Purchasing a new-construction home or a Market home is different from buying a resale home

When you’re house hunting, the allure of new construction is undeniable. You get to be the first to live in the pristine home—one untouched by grimy hands or muddy shoes. It’s full of brand-new appliances and the finishes and treatments that you picked to fit your aesthetic. And you won’t have to worry about making any cosmetic or structural upgrades for years.

If you are interested in buying a new construction, the builder’s agent / rep will be ready to help you with the process. But make no mistake: You need your own REALTOR® from the get-go. Even if it seems like plug and play to sign up with the builder’s on-site agent, you’re going to want someone representing you in your side of the deal.

What is a builder’s agent / rep?

When you buy a new construction, the home’s builder is considered the seller, and the agent representing the builder is called the builder’s agent or rep. The builder’s agent will always have the builder’s best interest in mind. After all, the job of the builder’s agent is to get the highest price for the homes the builder is selling so the rep is not going to be as eager to negotiate down.

Why you should hire your own real estate agent

It’s a good idea to have your real estate agent accompany you on your first visit to the new construction. Why? Because the builder (aka the seller) will be responsible for paying the commission, and needs to know if you’ll have a agent representing you. So bringing your agent to the first visit will make it clear that the builder’s agent will be  paying your agents commission. Some builders might even refuse to pay your agent a commission if you don’t register the agent the first time you visit the home on a new construction site.

Your real estate agent’s job is to help you get the most value for your money, with the least hassle and frustration.

When buying new construction, here’s what your real estate agent will help you with that you might miss out on if you stick with the builder’s agent:

  • Negotiating extras: Want upgraded counters or appliances in that new home? Your agent can help you with all those extra perks, amenities, and upgrades. I can often negotiate with the builder on things like paint color or even the style of garage door, especially if the housing development is in the beginning stages.
  • Recommending financing: Builder’s love it when a buyer uses their preferred lender. In most cases, they will even offer some enticing incentives to ensure a buyer chooses the preferred lender. Even so, a buyer should not just automatically use this lender. They should shop around and find the best loan for them, not for the builder.
  • Professional home inspections: Tempted to forgo a home inspection in new construction? Dont do it. The number and severity of new-home defects often rival resale home problems. The builders agent is unlikely to push for or offer up an inspection, so it’s up to you and I to make it happen.
  • Avoiding inappropriate upgrades for the neighborhood:  It’s easy to price yourself right out of the neighborhood and have negative equity from the get go when making custom selections for your new home.
  • Pricing main upgrades upfront
  • Establishing market value based on your selections
  • Lot selections
  • Builder incentives

How the builder’s agent can help you

All that said, the builder’s agent can be a valuable resource for learning about your potential new home. They are knowledgeable about the construction and available amenities, as well as the housing development and general community information. You can rely on the builder’s agent for background information—just don’t make this individual your sole point of contact on the buying process.
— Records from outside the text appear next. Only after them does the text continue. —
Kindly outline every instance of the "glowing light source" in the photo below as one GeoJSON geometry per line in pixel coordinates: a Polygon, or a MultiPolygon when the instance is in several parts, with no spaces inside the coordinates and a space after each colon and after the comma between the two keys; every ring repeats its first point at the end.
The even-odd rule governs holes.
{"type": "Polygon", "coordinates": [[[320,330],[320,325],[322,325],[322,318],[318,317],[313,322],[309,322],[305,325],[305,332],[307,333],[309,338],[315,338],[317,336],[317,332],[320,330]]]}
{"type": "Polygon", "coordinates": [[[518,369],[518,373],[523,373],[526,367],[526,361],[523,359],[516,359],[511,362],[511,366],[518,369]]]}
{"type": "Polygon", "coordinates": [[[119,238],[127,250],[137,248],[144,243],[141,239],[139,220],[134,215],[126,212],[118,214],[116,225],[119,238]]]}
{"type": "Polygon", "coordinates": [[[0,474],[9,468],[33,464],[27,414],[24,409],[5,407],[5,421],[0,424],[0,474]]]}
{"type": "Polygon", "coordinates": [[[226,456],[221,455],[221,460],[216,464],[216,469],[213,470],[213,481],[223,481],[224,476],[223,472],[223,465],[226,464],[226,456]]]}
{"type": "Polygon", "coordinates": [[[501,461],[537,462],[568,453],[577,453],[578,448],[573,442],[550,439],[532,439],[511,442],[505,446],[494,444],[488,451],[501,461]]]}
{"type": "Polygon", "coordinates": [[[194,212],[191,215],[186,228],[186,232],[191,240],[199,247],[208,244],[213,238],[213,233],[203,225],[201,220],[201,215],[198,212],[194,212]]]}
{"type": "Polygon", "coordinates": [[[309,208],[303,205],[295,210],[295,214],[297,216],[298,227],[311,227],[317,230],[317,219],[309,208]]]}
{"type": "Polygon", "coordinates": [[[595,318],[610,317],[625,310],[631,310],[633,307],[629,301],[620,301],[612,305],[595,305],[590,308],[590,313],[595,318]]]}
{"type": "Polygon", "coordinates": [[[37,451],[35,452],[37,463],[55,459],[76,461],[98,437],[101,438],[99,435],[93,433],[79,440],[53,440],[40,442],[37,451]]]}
Everyone wants to walk away from buying a home—whether it be a new construction or not—with peace of mind. Having a REALTOR® in your corner will help facilitate that.

Purchasing new construction is usually more complicated and intimidating than buying a resale home. It is important with a new-home purchase that a buyer hire a real estate agent to represent them in this process. This agent should be a local expert and have experience with newly constructed homes. Builder contracts and the building process is different from what most real estate agents deal with on a daily basis, so having new construction experience is important.

As a REALTOR® who specializes in an area with a lot of new construction, buyers ask me all the time if they can use a real estate agent when they are purchasing new construction. The answer is yes. In general, builders’ model homes are staffed by agents who work directly for and represent the builder. A buyer also needs to have a real estate agent who represents them and looks after their best interests.

Side note: Some new-home buyers think that if they do not use an agent for their purchase, the builder will reduce the price of the home by the amount of the commission. This cannot be further from the reality. Builders do not want to reduce their prices because it sets the comparison price for future home sales in that neighborhood. Builders instead add the commissions paid to a buyer’s agent into the marketing budgets of the homes. If a buyer goes to a new-home builder without a real estate agent, either the builder’s agent or the builder will pocket that money and the buyer will go through the process unrepresented.